5. Leg muscles and knee joint
If you notice that your knees hurt, this exercise will help you: in a sitting position, bend one knee and place the ball on the back of it. Pull your leg so that you press the ball between your calf and thigh, as if trying to crush the ball, count to 10 and relax. Count to 10 and repeat it again eight to 10 times. Then repeat with the other knee.
6. Foot reflex zone
To exercise the foot reflex zone, place the ball on the floor and roll your foot over it. You can decide how much pressure you apply on it. Roll the ball of your foot, the arch of your foot, your heel, and the inside of your foot for 30 to 60 seconds. To finish, repeat the exercise on the other foot.
7. Hand massage
Using the computer mouse on a daily basis is one of the main causes of having sore hands. Sitting on the floor, place one hand on a ball. Place your other hand on it to exert pressure, and “crush” the ball by dropping your weight on it. Stay in this position for one minute while breathing deeply. Then move the ball from side to side and then up and down, tracing the shape of an asterisk in the palm of your hand for two to three minutes. Repeat with the other hand.

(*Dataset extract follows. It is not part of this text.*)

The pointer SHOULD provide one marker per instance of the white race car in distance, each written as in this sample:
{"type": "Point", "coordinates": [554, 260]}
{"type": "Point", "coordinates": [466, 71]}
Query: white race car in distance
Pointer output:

You can perform some of the exercises against a wall while standing. Simply place the tennis ball on the tense area in your neck, shoulder or back, leans against the wall, and roll the ball in circles with the movement coming from your knees. Although tennis balls may initially be somewhat uncomfortable and hard, after performing these exercises, you’ll notice how your muscles are much more relaxed and you’ll be able to face everyday life with all the energy that it requires. Who would have thought that two tennis balls could do all that?